I recently purchased an used Kodiak standard 5ft mower for cutting some pastures. I'm learning as I go on the function and maintenance of both mower and old ford tractor. However as I dont have the original manual to mower and have been looking at both Kodiaks website and other sites I'm a little confused on the oil/grease that goes into the gear box? the feller I bought it from as well as a farmer friend down the road said to put "just enough *gear oil *in it for it to leak out the bleed plug". However the online manuals for Kodiak mowers states a "*EP-0 Grease*" is used in the gear box? I'm sure I'm over thinking this but I'm use to a distinct difference in an oil and a grease? 
Please educate.


----------



## BigT (Sep 15, 2014)

Howdy perryjosh,

EP-0 grease is a very thick lubricant like motor honey, if you've ever seen motor honey. A barely pourable liquid. Should work great in a gearbox.

Your post reminded me.......Years ago, I had an old Woods 5' bush hog that leaked gear oil out the bottom shaft seal, couldn't fix it, new bottom shaft seals didn't last long before they started leaking. Probably required new bearings. An old rancher told me to pump a tube of grease in the gearbox every time before I use it. I did just that for many years with regular gun grease with no problem. The gear box was still going fine when I got rid of it.

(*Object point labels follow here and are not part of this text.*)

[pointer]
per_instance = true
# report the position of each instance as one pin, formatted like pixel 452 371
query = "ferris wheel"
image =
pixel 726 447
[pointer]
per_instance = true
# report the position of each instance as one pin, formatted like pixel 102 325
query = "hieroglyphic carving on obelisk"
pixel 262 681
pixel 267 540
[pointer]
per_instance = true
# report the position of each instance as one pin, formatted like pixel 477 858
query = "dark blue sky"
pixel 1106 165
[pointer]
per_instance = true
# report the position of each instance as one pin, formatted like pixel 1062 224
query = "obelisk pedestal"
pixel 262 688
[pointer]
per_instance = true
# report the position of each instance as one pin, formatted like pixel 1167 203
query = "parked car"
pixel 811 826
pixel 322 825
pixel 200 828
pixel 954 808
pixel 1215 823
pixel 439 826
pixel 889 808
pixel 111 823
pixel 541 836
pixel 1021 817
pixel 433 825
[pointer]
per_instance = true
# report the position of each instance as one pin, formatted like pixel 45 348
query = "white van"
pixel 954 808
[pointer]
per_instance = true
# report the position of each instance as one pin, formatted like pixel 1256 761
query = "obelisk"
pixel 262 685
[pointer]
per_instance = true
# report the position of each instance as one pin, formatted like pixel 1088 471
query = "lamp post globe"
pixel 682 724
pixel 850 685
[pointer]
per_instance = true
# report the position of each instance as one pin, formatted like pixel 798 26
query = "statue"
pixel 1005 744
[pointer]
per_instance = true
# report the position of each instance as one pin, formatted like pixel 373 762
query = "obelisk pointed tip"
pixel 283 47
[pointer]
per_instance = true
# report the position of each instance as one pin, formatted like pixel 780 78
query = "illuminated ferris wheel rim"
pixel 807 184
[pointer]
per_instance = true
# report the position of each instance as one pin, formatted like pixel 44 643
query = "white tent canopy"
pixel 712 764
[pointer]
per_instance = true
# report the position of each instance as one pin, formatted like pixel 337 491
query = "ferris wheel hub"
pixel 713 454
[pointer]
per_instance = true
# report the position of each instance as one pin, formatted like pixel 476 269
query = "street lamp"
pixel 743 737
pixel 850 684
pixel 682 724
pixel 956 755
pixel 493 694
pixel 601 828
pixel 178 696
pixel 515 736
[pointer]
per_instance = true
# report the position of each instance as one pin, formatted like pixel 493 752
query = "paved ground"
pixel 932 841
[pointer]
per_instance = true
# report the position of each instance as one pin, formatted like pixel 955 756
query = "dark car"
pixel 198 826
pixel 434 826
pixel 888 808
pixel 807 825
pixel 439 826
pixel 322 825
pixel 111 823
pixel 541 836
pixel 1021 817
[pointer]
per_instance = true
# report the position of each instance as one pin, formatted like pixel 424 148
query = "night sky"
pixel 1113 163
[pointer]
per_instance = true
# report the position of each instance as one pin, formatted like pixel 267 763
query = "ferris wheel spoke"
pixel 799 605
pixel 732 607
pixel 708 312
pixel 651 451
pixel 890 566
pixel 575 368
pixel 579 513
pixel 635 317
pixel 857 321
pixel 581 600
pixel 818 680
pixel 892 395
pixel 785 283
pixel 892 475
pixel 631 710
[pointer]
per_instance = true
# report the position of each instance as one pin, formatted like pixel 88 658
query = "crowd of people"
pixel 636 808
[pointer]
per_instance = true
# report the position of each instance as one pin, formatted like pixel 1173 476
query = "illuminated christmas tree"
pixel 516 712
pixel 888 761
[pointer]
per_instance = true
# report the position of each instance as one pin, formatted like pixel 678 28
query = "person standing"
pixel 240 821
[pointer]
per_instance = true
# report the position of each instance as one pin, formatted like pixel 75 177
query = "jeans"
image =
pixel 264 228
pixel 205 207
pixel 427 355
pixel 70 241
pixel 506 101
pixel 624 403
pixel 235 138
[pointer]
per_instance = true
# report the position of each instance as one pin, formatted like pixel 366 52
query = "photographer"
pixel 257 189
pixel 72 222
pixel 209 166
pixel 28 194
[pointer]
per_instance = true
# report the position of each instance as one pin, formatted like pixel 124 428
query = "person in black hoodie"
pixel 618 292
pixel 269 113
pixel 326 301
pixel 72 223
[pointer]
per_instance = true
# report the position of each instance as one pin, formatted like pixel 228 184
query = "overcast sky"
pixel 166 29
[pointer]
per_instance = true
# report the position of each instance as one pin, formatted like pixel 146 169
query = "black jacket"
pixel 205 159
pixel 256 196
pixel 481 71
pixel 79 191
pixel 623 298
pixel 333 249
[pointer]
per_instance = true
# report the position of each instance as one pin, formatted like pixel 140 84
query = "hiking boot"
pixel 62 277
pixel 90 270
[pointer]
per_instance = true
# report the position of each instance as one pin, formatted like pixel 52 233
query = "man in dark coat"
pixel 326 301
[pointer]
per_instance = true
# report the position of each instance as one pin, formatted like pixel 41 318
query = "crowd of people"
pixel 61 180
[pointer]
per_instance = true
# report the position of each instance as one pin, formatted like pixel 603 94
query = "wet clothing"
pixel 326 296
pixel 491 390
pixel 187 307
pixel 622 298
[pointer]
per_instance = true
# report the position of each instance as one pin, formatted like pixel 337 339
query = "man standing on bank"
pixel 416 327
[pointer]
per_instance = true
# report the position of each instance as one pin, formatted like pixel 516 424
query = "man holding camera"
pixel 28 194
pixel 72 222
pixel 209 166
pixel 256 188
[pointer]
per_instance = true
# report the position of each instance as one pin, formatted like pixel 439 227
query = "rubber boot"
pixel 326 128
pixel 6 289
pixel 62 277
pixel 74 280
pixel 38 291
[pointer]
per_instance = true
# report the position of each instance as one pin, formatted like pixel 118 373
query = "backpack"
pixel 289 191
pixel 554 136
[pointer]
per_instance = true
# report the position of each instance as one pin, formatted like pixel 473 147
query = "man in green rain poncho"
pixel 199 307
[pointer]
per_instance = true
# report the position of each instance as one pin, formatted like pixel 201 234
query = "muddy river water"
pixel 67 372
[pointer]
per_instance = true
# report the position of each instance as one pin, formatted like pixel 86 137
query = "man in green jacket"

My point is that gearboxes will thrive with grease in them. I know that and have proven it.


----------



## TominDallas (Aug 4, 2015)

In 67 we started using the old Sears Custom mowers with gear driven spindles. Smaller than the box you're talking about but same thing, 90* miter gears. They came filled with 90 weight, but the seals wouldn't last. Leaked out. We packed them full of wheel bearing grease and used them. Checked them each spring and used them all season, for 20+ years. Drill a hole into the fill-plug and thread a zerk into it. FILL with quality general purpose wheel bearing grease. Pump some into it every so often.


----------